L’imagination, l’insouciance, la fougue, la beauté et l’absence de responsabilité : tant de choses qu’on envie à la jeunesse. Comme la plupart des enfants, j’ai grandi en me faisant dire d’en profiter, que j’avais tort d’avoir hâte à la majorité, que je passais à côté des moments les plus merveilleux de ma vie, obnubilée par l’avenir et ce que je me promettais d’accomplir une fois grande. Je n’ai jamais manqué de réponse à la question : « Que veux-tu faire plus tard? » Mon problème était l’inverse : j’avais trop de projets. Trop de possibilités s’étalaient devant moi.
Par Jessica Dufour, journaliste multimédia
J’ai d’ailleurs longtemps été coincée dans cette attente que tout m’arrive naturellement. J’étais une indécise chronique, ma passivité renforcée par l’idée de la destinée. Je vivais dans le rêve d’accomplir de grandes choses, me visualisais devenir écrivaine, actrice, chanteuse ou danseuse professionnelle, avoir une carrière florissante, être riche et célèbre, rien de moins! Aucune surprise : on passe à peu près tous.tes par ces rêves de grandeur. Mais je n’avais pas les moyens de mes ambitions, parce que je ne les prenais pas.
Avec le temps, je me suis redirigée vers des projets plus réalisables, à plus petite échelle : vivre à la campagne, avoir cinq chiens, publier un livre, être à l’aise financièrement. Bon.
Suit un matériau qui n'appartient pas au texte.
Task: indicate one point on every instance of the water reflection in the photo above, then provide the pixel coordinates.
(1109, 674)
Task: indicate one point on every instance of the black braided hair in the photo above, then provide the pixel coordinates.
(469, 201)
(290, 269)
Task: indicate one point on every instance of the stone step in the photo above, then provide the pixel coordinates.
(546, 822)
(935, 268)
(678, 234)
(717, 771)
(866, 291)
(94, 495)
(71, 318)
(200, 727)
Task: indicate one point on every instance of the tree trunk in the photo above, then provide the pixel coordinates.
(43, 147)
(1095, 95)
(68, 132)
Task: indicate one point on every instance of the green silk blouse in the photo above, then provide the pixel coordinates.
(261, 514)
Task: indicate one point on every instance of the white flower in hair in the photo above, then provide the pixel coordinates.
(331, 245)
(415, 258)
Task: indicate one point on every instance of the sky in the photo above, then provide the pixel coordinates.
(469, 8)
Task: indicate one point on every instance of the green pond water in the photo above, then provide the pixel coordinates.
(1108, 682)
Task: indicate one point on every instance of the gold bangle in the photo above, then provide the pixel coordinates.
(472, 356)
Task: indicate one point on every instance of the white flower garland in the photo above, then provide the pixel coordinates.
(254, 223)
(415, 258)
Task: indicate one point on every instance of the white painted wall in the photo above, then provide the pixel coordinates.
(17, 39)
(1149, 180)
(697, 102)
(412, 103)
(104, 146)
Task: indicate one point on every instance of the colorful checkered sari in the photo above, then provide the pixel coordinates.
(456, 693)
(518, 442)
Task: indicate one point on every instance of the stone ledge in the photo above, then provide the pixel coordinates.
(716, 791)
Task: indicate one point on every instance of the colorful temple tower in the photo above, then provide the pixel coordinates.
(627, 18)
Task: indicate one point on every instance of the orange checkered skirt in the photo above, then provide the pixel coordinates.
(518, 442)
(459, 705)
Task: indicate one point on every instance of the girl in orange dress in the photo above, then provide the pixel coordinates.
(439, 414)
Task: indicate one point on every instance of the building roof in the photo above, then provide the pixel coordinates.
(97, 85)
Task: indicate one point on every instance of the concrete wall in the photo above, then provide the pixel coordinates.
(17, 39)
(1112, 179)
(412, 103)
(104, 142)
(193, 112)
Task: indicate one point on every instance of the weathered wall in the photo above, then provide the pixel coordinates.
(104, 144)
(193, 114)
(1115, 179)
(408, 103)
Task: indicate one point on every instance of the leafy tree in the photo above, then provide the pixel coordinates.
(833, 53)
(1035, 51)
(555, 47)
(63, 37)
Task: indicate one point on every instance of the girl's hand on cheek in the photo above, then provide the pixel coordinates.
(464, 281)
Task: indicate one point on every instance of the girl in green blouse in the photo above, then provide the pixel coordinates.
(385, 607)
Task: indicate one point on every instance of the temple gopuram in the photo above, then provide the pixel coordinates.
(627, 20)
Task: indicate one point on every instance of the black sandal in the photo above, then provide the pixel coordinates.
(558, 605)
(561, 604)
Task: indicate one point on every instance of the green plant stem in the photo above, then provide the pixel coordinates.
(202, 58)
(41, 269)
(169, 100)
C’est potentiellement une autre utopie, puisque visiblement, ce n’est pas par la vente de livres que j’arriverai à atteindre la sécurité financière. Mais au moins, je suis lucide et je travaille en ce sens. L’important, c’est que mes objectifs puissent entraîner des actions concrètes, orienter mes pas. Au lieu d’errer devant la multitude des sentiers disponibles, en va-et-vient, en détours, j’essaie de me concentrer sur ce que je peux faire là et maintenant, une étape à la fois.
Comme principal modèle féminin, j’ai eu une femme terrorisée par le fait de vieillir, en déni total de son âge, obsédée par son apparence physique. Exposée tous les jours à cette peur viscérale, incontrôlable, j’aurais dû la développer, mais elle ne m’a pas impressionnée, au contraire. J’ai grandi dans la hâte d’atteindre la maturité. Et au seuil de la trentaine, j’en suis toujours en quête.
Pour moi, vieillesse n’est pas synonyme de décrépitude. Elle donne l’occasion de fleurir. Le temps et l’expérience nous apprennent sur nous-mêmes. On ne se découvre réellement qu’après des années d’essais-erreurs. Et certains n’atteindront jamais leur plein potentiel, inconscients de leur valeur ou morts trop tôt.
L’enfance, elle, est contraignante. On dépend – parfois cruellement – des adultes pour survivre et lorsqu’ils ne savent pas nous donner ce dont on a besoin pour se développer au meilleur de nos capacités, rien d’étonnant à ce qu’on ait hâte de vieillir, de pouvoir décider pour et par nous-mêmes.
La majorité, c’est l’émancipation, la découverte du monde et l’affirmation de soi. C’est la liberté, la voie qui s’ouvre sur des contrées inexplorées, sur autre chose que les bottes de nos parents qui foulaient le sol avant nous, décidant toujours de la direction à emprunter. Chaque année qui s’ajoute est un bagage de plus sur l’épaule, un acquis, un souvenir.
Vieillir, c’est évoluer. Et comme les cernes de l’arbre témoignent de son ancienneté, j’arborerai fièrement chaque nouvelle ridule, varice, cheveux blanc ou poignée d’amour, parce que mon corps n’a pas à subir le passage du temps comme une épreuve, à ployer sous le poids des années. Je n’utiliserai pas de filtre sur mes photos de profil, je ne me maquillerai pas. Je ne mentirai pas sur mon âge. Je refuse de vivre dans la haine et la peur de l’inévitable, de contribuer à cette vision romantique de la jeunesse. J’accueillerai chaque décennie avec gratitude, dans l’affection des souvenirs, mais surtout dans la hâte des projets à venir.